From 4c5d97920e36f330fa6e466822b7579834dfe15b Mon Sep 17 00:00:00 2001
From: Tixxx <tix@microsoft.com>
Date: Tue, 11 May 2021 10:24:32 -0700
Subject: [PATCH] fixed correctness for both depthToSpace and new packed matmul
 migrating this to the new repo...

---
 .../super_resolution_model_zoo/karma.conf.js  |   1 +
 .../super_resolution_model_zoo/package.json   |   4 +-
 .../super_resolution_model_zoo/src/index.js   |   6 +-
 lib/backends/webgl/ops/conv-pack.ts           |  11 +-
 lib/backends/webgl/ops/matmul-pack.ts         |  73 +++---
 .../backends/webgl/test_matmul_packed.ts      | 247 ++++++++++++++++++
 test/unittests/index.ts                       |   1 +
 7 files changed, 302 insertions(+), 41 deletions(-)
 create mode 100644 test/unittests/backends/webgl/test_matmul_packed.ts

diff --git a/benchmark/super_resolution_model_zoo/karma.conf.js b/benchmark/super_resolution_model_zoo/karma.conf.js
index 92c2c1fc..1daabad6 100644
--- a/benchmark/super_resolution_model_zoo/karma.conf.js
+++ b/benchmark/super_resolution_model_zoo/karma.conf.js
@@ -59,6 +59,7 @@ module.exports = function(config) {
       printMatches: false,
       // To enable pack, run 'PACK=1 npm run test'
       usePackedGlTexture: config.usePackedGlTexture==1 ? true : false,
+      runIteration: config.runIteration ? config.runIteration : 10,
       profile: config.profile
     },
     browsers: ['ChromeTest', 'ChromeDebug', 'Edge', 'Safari'],
diff --git a/benchmark/super_resolution_model_zoo/package.json b/benchmark/super_resolution_model_zoo/package.json
index 76867407..f5a9b000 100644
--- a/benchmark/super_resolution_model_zoo/package.json
+++ b/benchmark/super_resolution_model_zoo/package.json
@@ -6,8 +6,8 @@
   "scripts": {
     "build": "webpack --config ./webpack.conf.js --mode production",
     "build-debug": "webpack --config ./webpack.conf.js --mode development",
-    "test": "karma start --browsers ChromeTest --single-run --usePackedGlTexture=$PACK",
-    "profile": "karma start --browsers ChromeTest --single-run --profile --usePackedGlTexture=$PACK",
+    "test": "karma start --browsers ChromeTest --single-run --usePackedGlTexture=$PACK --runIteration=$RUNCOUNT",
+    "profile": "karma start --browsers ChromeTest --single-run --profile --usePackedGlTexture=$PACK --runIteration=$RUNCOUNT",
     "test-debug": "karma start --browsers ChromeDebug",
     "test-edge": "karma start --browsers Edge --single-run",
     "test-safari": "karma start --browsers Safari --single-run"
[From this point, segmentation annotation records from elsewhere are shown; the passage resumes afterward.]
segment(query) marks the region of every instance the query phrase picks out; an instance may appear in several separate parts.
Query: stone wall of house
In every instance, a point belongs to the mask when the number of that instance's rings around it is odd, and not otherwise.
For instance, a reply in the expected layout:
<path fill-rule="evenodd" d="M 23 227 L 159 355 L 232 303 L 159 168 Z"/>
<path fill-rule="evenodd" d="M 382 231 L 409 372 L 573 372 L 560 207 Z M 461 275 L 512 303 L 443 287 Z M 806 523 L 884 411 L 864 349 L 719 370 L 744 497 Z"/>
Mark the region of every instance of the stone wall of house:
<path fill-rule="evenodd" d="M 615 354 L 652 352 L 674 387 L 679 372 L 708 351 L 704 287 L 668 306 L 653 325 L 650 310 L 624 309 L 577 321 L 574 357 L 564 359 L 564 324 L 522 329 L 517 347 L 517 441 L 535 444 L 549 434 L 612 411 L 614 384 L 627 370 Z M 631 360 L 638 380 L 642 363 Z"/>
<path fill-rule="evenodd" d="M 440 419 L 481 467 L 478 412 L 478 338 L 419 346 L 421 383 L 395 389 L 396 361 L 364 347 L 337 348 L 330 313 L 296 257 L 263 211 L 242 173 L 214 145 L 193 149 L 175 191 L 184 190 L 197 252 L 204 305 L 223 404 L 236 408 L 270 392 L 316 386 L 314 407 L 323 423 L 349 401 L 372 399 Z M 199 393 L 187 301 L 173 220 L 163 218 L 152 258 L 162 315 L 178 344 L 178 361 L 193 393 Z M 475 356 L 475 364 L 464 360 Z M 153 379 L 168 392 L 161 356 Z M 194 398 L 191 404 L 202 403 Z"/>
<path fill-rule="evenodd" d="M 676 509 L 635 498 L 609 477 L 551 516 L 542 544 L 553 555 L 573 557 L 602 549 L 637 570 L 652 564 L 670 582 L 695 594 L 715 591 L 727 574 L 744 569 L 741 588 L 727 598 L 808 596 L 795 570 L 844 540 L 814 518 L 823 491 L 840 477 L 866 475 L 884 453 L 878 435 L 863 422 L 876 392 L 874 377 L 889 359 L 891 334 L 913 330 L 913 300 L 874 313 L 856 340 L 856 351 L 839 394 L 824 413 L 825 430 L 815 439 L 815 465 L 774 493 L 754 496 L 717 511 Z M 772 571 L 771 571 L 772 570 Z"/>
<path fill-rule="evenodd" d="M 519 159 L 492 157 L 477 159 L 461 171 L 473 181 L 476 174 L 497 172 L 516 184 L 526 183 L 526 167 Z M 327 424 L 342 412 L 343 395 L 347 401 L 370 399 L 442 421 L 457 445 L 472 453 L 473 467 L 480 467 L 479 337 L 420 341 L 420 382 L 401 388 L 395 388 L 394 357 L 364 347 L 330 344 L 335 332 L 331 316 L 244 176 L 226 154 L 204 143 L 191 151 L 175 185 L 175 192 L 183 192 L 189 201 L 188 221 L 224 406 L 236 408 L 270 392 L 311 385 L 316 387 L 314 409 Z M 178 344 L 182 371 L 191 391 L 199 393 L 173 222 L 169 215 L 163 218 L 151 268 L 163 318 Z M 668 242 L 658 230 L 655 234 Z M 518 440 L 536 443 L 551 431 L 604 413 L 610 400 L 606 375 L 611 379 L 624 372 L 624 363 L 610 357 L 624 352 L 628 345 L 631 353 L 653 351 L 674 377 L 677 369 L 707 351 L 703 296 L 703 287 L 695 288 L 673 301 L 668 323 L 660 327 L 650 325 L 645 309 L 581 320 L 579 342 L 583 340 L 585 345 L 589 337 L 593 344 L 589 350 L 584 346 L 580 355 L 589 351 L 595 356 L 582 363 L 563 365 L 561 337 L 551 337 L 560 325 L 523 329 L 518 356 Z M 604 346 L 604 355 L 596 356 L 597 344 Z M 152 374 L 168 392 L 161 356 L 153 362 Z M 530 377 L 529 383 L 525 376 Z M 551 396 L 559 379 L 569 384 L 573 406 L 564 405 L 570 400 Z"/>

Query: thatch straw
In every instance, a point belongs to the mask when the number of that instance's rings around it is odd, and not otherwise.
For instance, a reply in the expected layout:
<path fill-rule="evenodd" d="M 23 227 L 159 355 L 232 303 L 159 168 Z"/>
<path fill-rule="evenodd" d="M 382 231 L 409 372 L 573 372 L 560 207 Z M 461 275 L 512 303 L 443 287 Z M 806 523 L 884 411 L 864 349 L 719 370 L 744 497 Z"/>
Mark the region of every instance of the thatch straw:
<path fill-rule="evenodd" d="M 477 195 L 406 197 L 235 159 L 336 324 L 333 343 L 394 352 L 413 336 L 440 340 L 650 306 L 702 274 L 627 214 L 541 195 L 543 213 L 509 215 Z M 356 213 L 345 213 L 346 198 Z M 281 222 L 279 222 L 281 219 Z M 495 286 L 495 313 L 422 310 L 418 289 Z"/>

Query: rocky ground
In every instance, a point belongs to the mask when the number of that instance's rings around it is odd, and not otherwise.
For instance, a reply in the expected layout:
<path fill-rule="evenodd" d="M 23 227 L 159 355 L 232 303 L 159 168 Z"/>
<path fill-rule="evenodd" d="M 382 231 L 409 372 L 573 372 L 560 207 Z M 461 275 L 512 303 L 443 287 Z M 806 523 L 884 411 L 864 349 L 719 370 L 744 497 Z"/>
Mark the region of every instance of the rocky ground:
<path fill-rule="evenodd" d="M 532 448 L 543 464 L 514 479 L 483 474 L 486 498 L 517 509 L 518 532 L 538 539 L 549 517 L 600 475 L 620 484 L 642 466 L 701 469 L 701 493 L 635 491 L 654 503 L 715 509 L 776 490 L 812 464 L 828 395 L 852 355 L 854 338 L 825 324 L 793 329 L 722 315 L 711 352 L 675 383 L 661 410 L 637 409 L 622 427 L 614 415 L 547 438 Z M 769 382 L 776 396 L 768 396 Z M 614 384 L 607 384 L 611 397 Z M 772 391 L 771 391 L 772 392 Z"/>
diff --git a/benchmark/super_resolution_model_zoo/src/index.js b/benchmark/super_resolution_model_zoo/src/index.js
index 776cd7e1..725ed246 100644
--- a/benchmark/super_resolution_model_zoo/src/index.js
+++ b/benchmark/super_resolution_model_zoo/src/index.js
@@ -99,9 +99,9 @@ async function runBenchmark(benchmarkData, backend, imageSize) {
     const imageLoader = new ImageLoader(imageSize, imageSize);
     const durations = [];
     for(const input of benchmarkData.inputs) {
-        console.log(`Running ${input.name}`)
+        console.log(`Running ${input.name} for ${runIteration} iterations.`)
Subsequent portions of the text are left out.